By Dianne Lowe-Breakfield
If my aging memory serves me correctly, he was about five or six years old. He was such a beautiful boy, with the sweetest personality. Saying I was, am, a very proud grandmother is, was, an understatement. I was never one of those people who thought Barbie dolls and dancing was just for girls, so when my daughter told me she had enrolled my oldest grandson in dance, I was excited for both of them.
When the recital came, I was there right beside his mom, ready to enjoy all that he had learned that year in dance. Before he took the stage, he asked her and me to bend over and listen to him. We exchanged bemused looks and bent over as the child had requested. He tenderly, yet purposefully, placed one hand on his mother’s cheek and the other on mine. Then, he looked us both deeply in the eyes and said, "I promise I will dance if both of you shut your eyes and don't watch."

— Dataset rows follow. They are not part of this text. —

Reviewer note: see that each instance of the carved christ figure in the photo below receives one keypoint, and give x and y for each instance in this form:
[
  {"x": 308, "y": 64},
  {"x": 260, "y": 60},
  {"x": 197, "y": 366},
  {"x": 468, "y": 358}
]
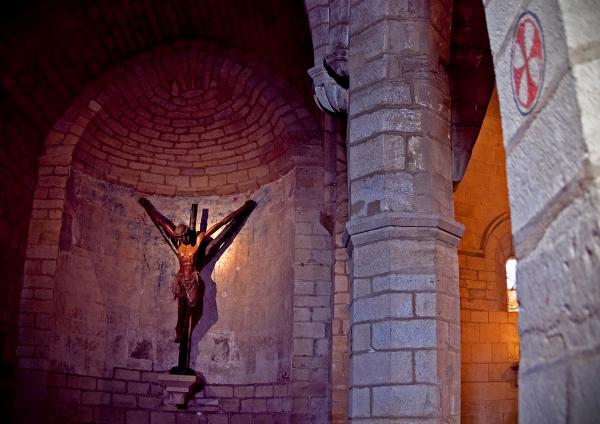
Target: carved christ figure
[{"x": 194, "y": 251}]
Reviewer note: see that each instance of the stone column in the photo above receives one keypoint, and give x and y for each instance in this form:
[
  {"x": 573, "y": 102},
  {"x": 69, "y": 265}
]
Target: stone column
[{"x": 405, "y": 304}]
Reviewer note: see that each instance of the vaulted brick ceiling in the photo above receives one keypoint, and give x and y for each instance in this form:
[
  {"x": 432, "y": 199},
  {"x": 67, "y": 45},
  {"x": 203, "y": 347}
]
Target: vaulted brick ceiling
[{"x": 51, "y": 49}]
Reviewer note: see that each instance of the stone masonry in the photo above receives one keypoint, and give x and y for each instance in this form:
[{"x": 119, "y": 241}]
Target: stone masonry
[{"x": 402, "y": 238}]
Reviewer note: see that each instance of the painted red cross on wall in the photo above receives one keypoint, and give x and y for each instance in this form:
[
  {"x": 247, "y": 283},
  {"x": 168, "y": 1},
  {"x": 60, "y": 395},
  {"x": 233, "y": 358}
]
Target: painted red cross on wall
[{"x": 527, "y": 62}]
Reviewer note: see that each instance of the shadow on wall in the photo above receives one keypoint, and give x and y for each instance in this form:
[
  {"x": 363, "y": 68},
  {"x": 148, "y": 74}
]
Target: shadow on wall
[{"x": 114, "y": 304}]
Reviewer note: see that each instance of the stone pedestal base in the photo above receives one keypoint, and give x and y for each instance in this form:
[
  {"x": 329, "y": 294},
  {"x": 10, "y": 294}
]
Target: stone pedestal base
[{"x": 179, "y": 389}]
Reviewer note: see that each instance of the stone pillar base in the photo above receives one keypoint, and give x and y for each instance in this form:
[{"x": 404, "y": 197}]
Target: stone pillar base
[{"x": 179, "y": 389}]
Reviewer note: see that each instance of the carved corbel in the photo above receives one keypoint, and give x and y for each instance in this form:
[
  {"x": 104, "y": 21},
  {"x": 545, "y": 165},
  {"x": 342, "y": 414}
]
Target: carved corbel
[{"x": 330, "y": 82}]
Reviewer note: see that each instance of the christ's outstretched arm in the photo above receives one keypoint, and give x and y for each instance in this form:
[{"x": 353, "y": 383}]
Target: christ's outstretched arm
[{"x": 249, "y": 205}]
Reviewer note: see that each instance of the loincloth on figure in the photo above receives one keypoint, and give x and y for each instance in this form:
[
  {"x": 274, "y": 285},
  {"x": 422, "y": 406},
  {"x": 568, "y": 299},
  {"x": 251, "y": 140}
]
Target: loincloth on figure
[{"x": 186, "y": 287}]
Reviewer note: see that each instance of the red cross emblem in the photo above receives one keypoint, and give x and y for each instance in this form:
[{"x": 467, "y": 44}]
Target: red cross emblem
[{"x": 527, "y": 62}]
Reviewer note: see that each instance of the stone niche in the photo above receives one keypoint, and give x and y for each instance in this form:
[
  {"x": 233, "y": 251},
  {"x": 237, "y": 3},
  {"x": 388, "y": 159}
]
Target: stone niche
[{"x": 114, "y": 306}]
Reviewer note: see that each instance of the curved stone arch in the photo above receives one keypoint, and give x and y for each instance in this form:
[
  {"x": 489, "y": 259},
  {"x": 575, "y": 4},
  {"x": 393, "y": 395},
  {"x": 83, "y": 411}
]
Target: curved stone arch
[
  {"x": 550, "y": 156},
  {"x": 497, "y": 247},
  {"x": 226, "y": 126},
  {"x": 60, "y": 153}
]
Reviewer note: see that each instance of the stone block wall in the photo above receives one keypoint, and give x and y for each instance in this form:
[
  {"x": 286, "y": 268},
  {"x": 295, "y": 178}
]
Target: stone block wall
[
  {"x": 134, "y": 396},
  {"x": 551, "y": 155},
  {"x": 489, "y": 336},
  {"x": 18, "y": 168},
  {"x": 56, "y": 334},
  {"x": 489, "y": 351}
]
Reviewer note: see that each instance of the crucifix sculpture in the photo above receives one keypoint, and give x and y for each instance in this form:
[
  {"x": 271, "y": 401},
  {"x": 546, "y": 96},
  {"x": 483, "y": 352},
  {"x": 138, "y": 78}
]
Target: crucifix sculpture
[{"x": 194, "y": 250}]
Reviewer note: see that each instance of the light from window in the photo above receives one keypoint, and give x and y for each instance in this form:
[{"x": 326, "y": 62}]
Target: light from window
[{"x": 511, "y": 285}]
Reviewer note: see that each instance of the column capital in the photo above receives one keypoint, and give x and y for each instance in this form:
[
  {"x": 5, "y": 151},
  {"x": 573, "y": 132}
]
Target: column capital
[{"x": 407, "y": 225}]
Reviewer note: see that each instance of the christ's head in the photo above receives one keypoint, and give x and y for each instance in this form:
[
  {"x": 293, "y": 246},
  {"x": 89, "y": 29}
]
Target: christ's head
[{"x": 183, "y": 234}]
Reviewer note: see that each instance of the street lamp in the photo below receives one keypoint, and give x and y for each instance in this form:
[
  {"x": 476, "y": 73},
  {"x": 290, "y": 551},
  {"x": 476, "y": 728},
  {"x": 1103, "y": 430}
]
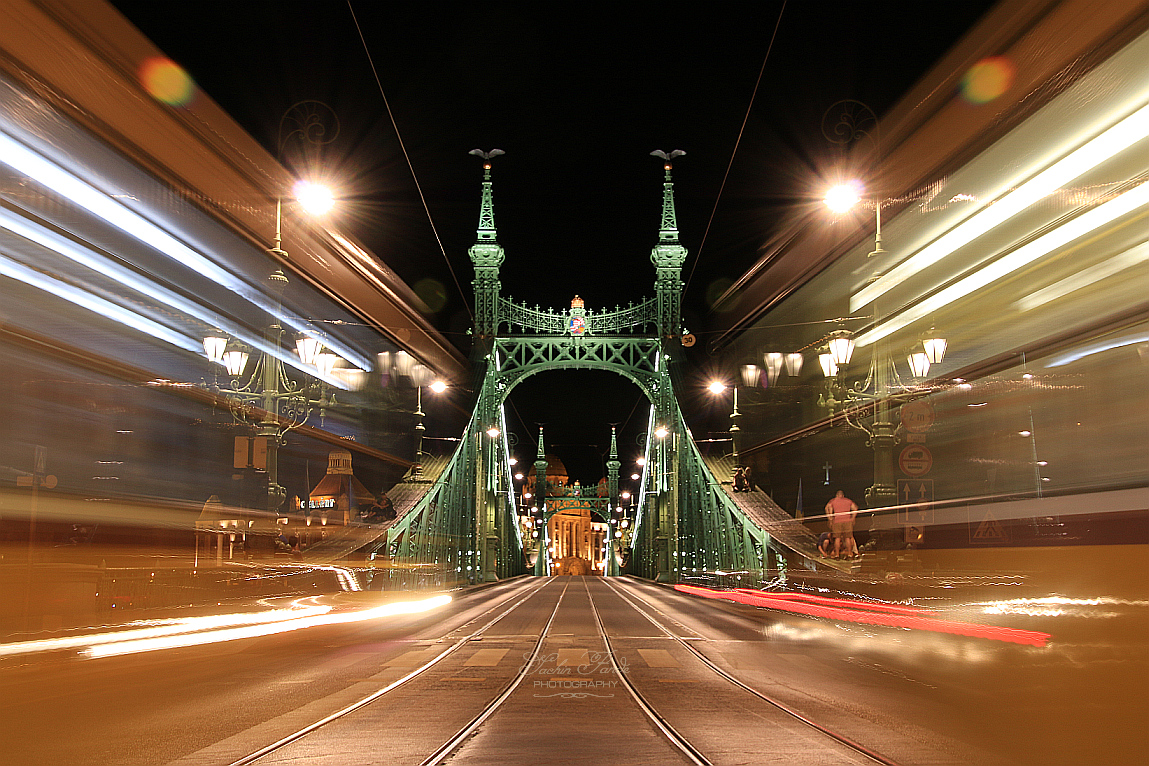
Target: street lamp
[
  {"x": 268, "y": 396},
  {"x": 883, "y": 387}
]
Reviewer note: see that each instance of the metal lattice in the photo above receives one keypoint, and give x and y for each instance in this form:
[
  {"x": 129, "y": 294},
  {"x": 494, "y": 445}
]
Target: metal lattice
[{"x": 464, "y": 529}]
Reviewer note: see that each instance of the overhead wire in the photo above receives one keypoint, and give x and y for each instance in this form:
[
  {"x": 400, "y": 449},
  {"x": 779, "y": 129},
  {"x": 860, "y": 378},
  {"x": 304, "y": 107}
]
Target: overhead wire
[
  {"x": 698, "y": 256},
  {"x": 410, "y": 165}
]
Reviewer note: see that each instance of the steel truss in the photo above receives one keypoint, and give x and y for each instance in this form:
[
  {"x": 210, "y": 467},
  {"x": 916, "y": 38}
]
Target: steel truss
[{"x": 464, "y": 529}]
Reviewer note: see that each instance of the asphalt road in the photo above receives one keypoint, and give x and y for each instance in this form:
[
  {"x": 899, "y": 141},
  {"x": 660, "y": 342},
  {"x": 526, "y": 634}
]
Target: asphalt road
[{"x": 912, "y": 697}]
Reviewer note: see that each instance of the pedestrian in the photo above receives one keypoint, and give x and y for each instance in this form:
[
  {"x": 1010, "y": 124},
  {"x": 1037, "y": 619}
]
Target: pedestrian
[
  {"x": 825, "y": 542},
  {"x": 840, "y": 511}
]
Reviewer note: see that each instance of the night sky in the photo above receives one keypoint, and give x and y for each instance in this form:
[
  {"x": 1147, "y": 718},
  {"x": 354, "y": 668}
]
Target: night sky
[{"x": 577, "y": 97}]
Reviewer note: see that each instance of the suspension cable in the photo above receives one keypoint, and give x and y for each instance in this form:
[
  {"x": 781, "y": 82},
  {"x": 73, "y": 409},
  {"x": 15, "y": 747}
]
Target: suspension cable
[
  {"x": 698, "y": 256},
  {"x": 408, "y": 157}
]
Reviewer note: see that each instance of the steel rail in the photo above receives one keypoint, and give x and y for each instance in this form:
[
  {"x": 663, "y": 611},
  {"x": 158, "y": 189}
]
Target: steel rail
[
  {"x": 251, "y": 758},
  {"x": 706, "y": 660},
  {"x": 693, "y": 753},
  {"x": 449, "y": 747}
]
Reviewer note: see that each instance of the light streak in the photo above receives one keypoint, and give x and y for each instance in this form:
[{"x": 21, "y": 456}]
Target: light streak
[
  {"x": 79, "y": 192},
  {"x": 254, "y": 631},
  {"x": 863, "y": 613},
  {"x": 1086, "y": 277},
  {"x": 215, "y": 628},
  {"x": 1088, "y": 155},
  {"x": 164, "y": 628},
  {"x": 1007, "y": 264}
]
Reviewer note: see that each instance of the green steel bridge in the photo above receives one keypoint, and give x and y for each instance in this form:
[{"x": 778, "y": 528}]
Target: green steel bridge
[{"x": 464, "y": 528}]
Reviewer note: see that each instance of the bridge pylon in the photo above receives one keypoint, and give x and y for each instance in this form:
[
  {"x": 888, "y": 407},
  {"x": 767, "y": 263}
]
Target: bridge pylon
[{"x": 686, "y": 526}]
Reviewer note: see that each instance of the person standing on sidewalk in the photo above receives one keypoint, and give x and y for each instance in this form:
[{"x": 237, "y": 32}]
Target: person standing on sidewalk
[{"x": 841, "y": 510}]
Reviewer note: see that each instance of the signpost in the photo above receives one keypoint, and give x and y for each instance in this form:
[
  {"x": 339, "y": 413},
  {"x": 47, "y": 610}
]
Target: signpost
[{"x": 916, "y": 461}]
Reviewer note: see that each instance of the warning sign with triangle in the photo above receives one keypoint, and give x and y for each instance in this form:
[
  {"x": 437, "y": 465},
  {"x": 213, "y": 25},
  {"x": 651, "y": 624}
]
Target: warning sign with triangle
[{"x": 989, "y": 531}]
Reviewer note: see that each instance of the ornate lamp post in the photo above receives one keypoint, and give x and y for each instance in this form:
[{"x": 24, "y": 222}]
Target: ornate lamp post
[
  {"x": 883, "y": 388},
  {"x": 268, "y": 397}
]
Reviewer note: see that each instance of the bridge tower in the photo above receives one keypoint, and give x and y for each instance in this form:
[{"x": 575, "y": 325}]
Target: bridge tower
[{"x": 467, "y": 524}]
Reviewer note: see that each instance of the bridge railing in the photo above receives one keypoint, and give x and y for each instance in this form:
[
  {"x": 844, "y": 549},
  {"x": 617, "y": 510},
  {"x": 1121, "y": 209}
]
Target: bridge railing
[
  {"x": 438, "y": 542},
  {"x": 632, "y": 318},
  {"x": 709, "y": 538}
]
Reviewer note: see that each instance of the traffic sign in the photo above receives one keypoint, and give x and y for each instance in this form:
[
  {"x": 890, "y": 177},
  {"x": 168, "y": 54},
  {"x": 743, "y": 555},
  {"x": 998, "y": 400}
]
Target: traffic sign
[
  {"x": 915, "y": 501},
  {"x": 916, "y": 461},
  {"x": 917, "y": 416},
  {"x": 989, "y": 529}
]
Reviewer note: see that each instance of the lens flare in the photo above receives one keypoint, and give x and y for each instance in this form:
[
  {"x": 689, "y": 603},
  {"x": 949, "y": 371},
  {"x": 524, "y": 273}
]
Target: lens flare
[
  {"x": 987, "y": 79},
  {"x": 167, "y": 82}
]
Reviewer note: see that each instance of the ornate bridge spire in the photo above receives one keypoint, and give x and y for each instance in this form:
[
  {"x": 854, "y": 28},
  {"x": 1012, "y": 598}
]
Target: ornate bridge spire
[
  {"x": 612, "y": 465},
  {"x": 540, "y": 473},
  {"x": 487, "y": 255},
  {"x": 668, "y": 256}
]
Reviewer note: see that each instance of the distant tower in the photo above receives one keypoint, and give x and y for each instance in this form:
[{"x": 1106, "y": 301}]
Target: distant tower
[
  {"x": 540, "y": 473},
  {"x": 612, "y": 466},
  {"x": 668, "y": 257},
  {"x": 487, "y": 255}
]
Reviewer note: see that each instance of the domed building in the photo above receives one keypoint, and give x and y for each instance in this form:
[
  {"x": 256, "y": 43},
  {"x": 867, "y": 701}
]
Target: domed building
[{"x": 576, "y": 529}]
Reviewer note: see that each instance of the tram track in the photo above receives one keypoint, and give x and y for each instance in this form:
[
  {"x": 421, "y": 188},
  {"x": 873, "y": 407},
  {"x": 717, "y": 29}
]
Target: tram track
[
  {"x": 299, "y": 734},
  {"x": 855, "y": 747},
  {"x": 685, "y": 736}
]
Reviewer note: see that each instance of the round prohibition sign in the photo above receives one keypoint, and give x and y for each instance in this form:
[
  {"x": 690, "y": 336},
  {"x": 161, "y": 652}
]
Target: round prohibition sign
[{"x": 916, "y": 461}]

Both my daughter and I looked him in the eye, and promised not to watch him dance. We then exchanged amused looks and giggled all the way to our seats.
The curtain came up, the lights shined down on the dance group and glinted off of their matching dance outfits, and then the music began. The children were all just so cute. You could hear the oohs and aahs from all over the theater as they twirled and whirled around the stage, some losing step, some falling down, some hitting every step like a pro. All that is, except for one small, blonde haired boy who stood perfectly still in the same place his teacher told him to be when his class took the stage. He didn't take a single step left or right, nor did his gaze leave his shoes until the routine was complete. He then took his place in line and walked off the stage with the rest of his group.
My daughter and I looked at each other and laughed harder than I can remember us laughing together in a long time. We barely caught our breath when he came running out of the back and down the aisle toward us, looking so proud. For the life of me I cannot remember if it was her or me who said to him, "You didn't even dance. You just stood there."
Without even missing a beat, he looked at us both with total disapproval and simply stated, "You looked."